Single Injection Infromedial Peribulbar Injection in Lacrimal Duct

Research Institute of Ophthalmology, Egypt

Status

Enrolling

Conditions

Pain Due to Certain Specified Procedures

Treatments

Procedure: infromedial single injection

Procedure: medial canthus injection

Study type

Interventional

Funder types

Other

Identifiers

NCT04859049

anesth RIO

Details and patient eligibility

About

infromedial injection of 3 ml local anesthetic drugs and assessing the pain during lacrimal duct intubation and probability of false tracking

Full description

After entering the OR; the patient will be cannulated and fully monitored with basic monitors (pulse oximeter, NIBP & ECG), a nasal cannula is connected to the patient to deliver oxygen.

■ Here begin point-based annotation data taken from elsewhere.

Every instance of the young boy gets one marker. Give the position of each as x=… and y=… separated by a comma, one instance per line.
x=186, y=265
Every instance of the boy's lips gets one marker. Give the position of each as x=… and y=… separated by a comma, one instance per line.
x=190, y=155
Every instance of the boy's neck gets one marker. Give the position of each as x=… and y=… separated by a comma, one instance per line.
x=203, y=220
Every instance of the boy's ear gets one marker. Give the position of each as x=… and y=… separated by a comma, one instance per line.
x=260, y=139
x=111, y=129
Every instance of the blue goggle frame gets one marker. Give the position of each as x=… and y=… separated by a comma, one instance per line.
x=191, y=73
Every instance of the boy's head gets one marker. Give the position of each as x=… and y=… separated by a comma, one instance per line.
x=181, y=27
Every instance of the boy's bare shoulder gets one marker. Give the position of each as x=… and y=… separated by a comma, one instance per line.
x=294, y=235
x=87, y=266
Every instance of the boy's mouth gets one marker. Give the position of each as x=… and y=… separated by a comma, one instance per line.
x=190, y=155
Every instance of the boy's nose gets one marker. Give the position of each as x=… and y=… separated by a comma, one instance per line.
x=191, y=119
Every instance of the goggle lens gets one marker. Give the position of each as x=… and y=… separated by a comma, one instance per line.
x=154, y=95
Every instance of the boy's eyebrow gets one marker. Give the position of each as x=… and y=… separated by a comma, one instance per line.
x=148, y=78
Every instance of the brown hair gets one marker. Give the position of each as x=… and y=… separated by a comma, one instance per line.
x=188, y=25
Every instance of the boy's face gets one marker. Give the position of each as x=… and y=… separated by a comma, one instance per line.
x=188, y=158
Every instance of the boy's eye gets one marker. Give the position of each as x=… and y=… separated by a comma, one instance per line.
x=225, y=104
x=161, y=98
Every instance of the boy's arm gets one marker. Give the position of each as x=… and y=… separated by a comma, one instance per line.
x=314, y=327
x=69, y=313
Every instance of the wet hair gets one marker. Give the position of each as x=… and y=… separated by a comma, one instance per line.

We gave the patient 5 ml of propofol to decrease the discomfort felt by the patient during injection of local anesthesia. Benox eye drops is applied to the operative eye in both groups.

Patients were allocated into 2 groups; each group is 25 patients Group 1: We used a 25G/ 1" length needle to inject 3ml of lidocaine: bupivacaine (1:1) with 30 IU hyaluronic acid, 0.5ml below the inferior punctum in the lower lid medial margin.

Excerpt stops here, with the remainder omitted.